If you’d like to get an idea of what it was like driving in Europe, you can start viewing this footage from the 2 minute in mark: 

 Driving Footage:

We picked up rented amps and headed out for our first show in Lyon, France 6 hours away.

The show was at a place called Grrnd Zero, a kind of school type building taken over by an artist community. It was a great space, and had a great crowd. Three songs in, Dan’s amp gave up the ghost, and I gave my amp to Dan and became a member of the audience. It was a great show and the crowd went wild!  Two different stage dancers were involved in the wildness, ending with the remaining amp teetering, ready to plummet off of the chair, as the last dancer was manhandled off the stage.

After the show Dan and I went out for a walk. We wanted to see Lyon, even at 2:30 am when nothing was open, and it looking a bit dangerous. We were physically exhausted and I unfortunately started thinking a bit too much about my mortality, and ended up having an all night break down of crying hysterics. We shut ourselves in the room our Grrnd Zero host made up for the band, 4 beds on the floor made up with clean sheets and pillows; it was very sweet of them to take such care. I felt bad about Tony and Mat, they had no idea what the matter was and it must have freaked them out a great deal, being the first night of the tour and all. They must have thought “15 days of hysterics looming ahead?  YIKES!”  I was able to reign it in that morning as we scrambled to work the French computer keyboard so Tony could make ferry reservations to Dover, UK. Once on the ferry I begin to feel great, and appreciated all the new experiences. I must say that traveling and eating road food is quite a large leap from road food here in the states. It’s so much fresher, varied, and at one road stop they had fresh Cous Cous and roast ham with fresh vegetables. Truly amazing!

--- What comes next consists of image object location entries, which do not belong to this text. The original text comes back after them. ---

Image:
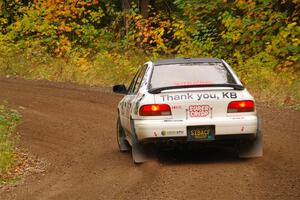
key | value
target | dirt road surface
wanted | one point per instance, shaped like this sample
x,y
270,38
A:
x,y
73,128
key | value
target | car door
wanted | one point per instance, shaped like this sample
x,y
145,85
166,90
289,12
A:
x,y
130,99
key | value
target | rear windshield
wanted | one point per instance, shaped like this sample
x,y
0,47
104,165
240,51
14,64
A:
x,y
190,74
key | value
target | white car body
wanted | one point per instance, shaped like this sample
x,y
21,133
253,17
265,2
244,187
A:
x,y
189,107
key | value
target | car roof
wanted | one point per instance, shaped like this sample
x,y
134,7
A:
x,y
186,60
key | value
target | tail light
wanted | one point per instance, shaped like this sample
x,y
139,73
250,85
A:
x,y
155,110
241,106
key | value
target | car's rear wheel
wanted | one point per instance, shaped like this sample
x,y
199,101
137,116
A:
x,y
121,138
252,148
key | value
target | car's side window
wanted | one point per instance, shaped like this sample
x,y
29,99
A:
x,y
132,84
139,79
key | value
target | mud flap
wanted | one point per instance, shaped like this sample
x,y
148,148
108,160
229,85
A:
x,y
122,142
140,152
252,149
124,146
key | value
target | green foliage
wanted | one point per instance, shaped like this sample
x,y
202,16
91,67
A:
x,y
98,42
8,122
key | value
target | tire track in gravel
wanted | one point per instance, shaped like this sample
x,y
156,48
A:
x,y
73,128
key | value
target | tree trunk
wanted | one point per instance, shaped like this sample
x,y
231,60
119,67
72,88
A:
x,y
144,4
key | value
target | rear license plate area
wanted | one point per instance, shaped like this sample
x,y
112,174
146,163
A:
x,y
201,133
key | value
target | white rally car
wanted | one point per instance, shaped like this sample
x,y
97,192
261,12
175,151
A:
x,y
187,100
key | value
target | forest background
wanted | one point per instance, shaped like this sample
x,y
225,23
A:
x,y
104,42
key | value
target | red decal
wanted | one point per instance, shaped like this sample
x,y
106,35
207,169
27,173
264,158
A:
x,y
199,110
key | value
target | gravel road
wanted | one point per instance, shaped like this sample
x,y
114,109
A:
x,y
73,128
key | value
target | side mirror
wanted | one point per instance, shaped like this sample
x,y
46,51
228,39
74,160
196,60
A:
x,y
120,89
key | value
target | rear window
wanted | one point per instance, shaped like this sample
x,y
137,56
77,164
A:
x,y
190,74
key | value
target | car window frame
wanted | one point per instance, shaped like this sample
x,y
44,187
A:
x,y
133,88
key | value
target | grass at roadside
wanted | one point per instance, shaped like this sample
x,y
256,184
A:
x,y
9,119
111,67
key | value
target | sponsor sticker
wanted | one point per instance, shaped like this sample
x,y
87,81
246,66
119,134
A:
x,y
199,110
165,133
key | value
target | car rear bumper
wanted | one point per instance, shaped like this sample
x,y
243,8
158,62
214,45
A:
x,y
225,127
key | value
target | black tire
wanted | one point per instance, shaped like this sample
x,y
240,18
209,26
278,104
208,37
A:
x,y
121,138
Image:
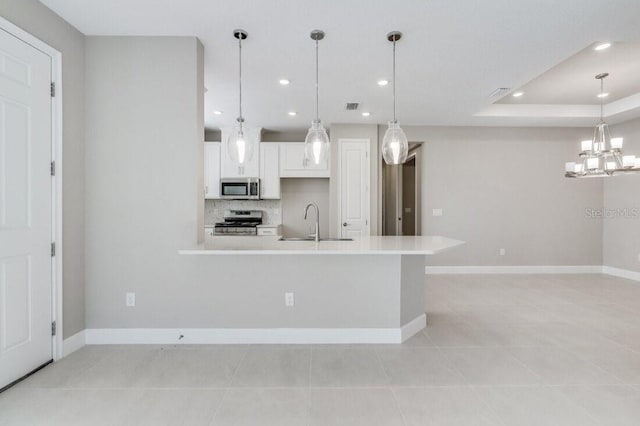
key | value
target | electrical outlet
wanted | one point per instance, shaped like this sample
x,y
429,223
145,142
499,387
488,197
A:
x,y
289,299
131,299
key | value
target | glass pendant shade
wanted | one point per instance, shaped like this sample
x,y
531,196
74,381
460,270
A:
x,y
395,147
240,145
316,144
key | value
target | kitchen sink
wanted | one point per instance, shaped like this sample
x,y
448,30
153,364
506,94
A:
x,y
312,239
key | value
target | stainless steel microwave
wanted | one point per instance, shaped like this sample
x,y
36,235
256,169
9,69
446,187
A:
x,y
240,189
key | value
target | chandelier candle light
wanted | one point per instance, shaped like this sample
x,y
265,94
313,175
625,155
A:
x,y
239,144
316,144
395,147
602,155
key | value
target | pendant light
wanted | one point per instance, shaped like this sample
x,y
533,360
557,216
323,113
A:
x,y
602,155
394,144
239,144
316,144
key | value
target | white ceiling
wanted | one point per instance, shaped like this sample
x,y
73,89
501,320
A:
x,y
452,55
572,82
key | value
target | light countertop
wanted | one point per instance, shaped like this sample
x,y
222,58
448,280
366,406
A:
x,y
373,245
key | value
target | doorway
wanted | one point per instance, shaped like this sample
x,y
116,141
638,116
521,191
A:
x,y
402,195
30,119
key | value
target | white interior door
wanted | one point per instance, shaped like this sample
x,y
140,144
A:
x,y
25,209
354,188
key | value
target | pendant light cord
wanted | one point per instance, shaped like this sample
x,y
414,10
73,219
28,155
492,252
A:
x,y
601,99
317,96
240,76
394,80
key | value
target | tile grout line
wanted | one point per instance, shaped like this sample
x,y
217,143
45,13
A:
x,y
228,389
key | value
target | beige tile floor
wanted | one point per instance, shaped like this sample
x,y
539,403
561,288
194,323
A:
x,y
498,350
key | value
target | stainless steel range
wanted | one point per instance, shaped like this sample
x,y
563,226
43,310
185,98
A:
x,y
239,222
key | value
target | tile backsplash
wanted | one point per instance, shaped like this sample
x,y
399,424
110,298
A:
x,y
214,210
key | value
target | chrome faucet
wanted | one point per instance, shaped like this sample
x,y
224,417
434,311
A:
x,y
306,210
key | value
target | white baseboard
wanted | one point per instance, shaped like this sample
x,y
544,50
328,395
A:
x,y
552,269
623,273
73,343
109,336
412,327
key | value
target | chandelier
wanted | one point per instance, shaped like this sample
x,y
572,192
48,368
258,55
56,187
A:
x,y
602,155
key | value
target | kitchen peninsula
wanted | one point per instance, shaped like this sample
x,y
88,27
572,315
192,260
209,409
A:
x,y
370,290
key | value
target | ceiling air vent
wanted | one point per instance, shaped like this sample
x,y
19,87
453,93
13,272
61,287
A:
x,y
499,92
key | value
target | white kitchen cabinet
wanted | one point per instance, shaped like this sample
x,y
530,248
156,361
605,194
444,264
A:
x,y
294,164
270,170
211,170
251,168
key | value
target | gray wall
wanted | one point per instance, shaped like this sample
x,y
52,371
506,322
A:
x,y
42,23
295,195
143,180
505,188
622,232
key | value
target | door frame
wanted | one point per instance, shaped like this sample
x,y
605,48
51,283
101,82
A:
x,y
56,181
339,198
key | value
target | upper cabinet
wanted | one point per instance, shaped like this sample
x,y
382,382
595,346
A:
x,y
294,164
251,168
269,170
212,170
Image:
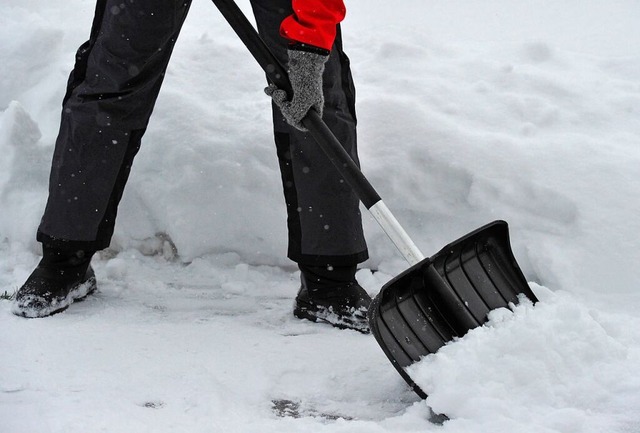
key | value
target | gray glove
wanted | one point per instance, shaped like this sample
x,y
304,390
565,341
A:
x,y
305,74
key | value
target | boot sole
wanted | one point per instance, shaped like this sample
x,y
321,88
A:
x,y
77,294
316,315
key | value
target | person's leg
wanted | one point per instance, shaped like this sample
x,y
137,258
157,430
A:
x,y
110,96
323,215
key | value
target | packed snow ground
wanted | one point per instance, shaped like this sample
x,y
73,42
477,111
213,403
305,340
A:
x,y
468,112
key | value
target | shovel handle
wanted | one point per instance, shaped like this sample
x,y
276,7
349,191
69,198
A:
x,y
329,144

In London we stayed with Dan’s parents, and got to meet Dan’s new nephew Hugo for the first time. So cute!  We were able to take some time to walk through the South Bank and go to the Tate Modern, which was fantastic as usual.

With the White Cliffs of Dover behind us, it was a great blur of Belgium, Germany, France, and lastly Spain. Great music, great people, great sights! I’m really glad we did it!

It was a whirlwind of travel challenges, and I made it unscathed. 16 days of planes, long van rides, staying up late, sweating bullets on stage, and eating mainly gas station food. If I can make it through that I can make it through a few weeks of drug drips, injections, needle pricks, peeling dried up skin, and freezing shakes. It’ll be old hat!